What BulkModel does, by example¶
Suppose you have the following model:
from bulkmodel.models import BulkModel
class Foo(BulkModel):
name = models.CharField(max_length=50, blank=False)
value = models.IntegerField(null=False)
Some things you can do:
Retrieve bulk-created model instances
from random import randint, random, string
ls = []
for i in range(10):
ls.append(Foo(
# random string
name = ''.join(random.choices(string.ascii_uppercase, 25)),
# random value
value = randint(0, 1000),
))
# create instances and return a queryset of the created items
foos = Foo.objects.bulk_create(ls, return_queryset=True)
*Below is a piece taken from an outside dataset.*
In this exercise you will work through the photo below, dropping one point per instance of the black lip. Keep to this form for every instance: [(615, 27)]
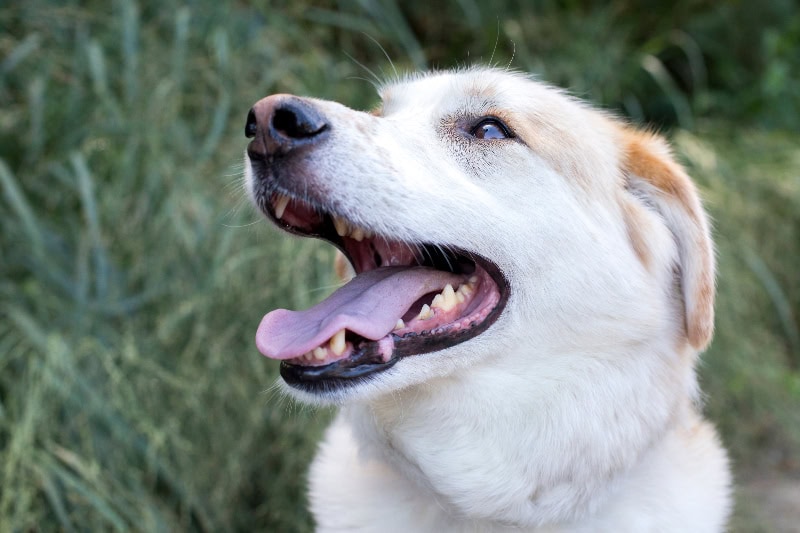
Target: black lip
[(367, 361)]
Heterogeneously update data
The .update()
method on a queryset performs a homogeneous update. That is, one or more columns for
all the records in the queryset are updated to the same value.
Django-bulkmodel lets you set different values for different primary keys, with a simple and intuitive API,
by introducing a method on a queryset called update_fields()
.
for foo in foos:
foo.value += randint(100, 200)
# update all fields that changed
foos.update_fields()
# or update just the value field
foos.update_fields('value')
Concurrent writes
The batch_size
flag that ships with django inserts data synchronously, blocking on each batch to be written into the database.
If your database hardware is sufficient and you’re on Python 3.4+ you can decrease overall write time by batch
inserting concurrently. With django-bulkmodel you simply turn on the concurrency
flag into any write operation.
foos = ...
# concurrently write foos into the database
Foo.objects.bulk_create(foos, concurrent=True, batch_size=1000, max_concurrent_workers=10)
# a regular (homogeneous) update can be written concurrently
foos.update(concurrent=True, batch_size=1000, max_concurrent_workers=10)
# and so can a heterogeneous update
foos.update_fields(concurrent=True, batch_size=1000, max_concurrent_workers=10)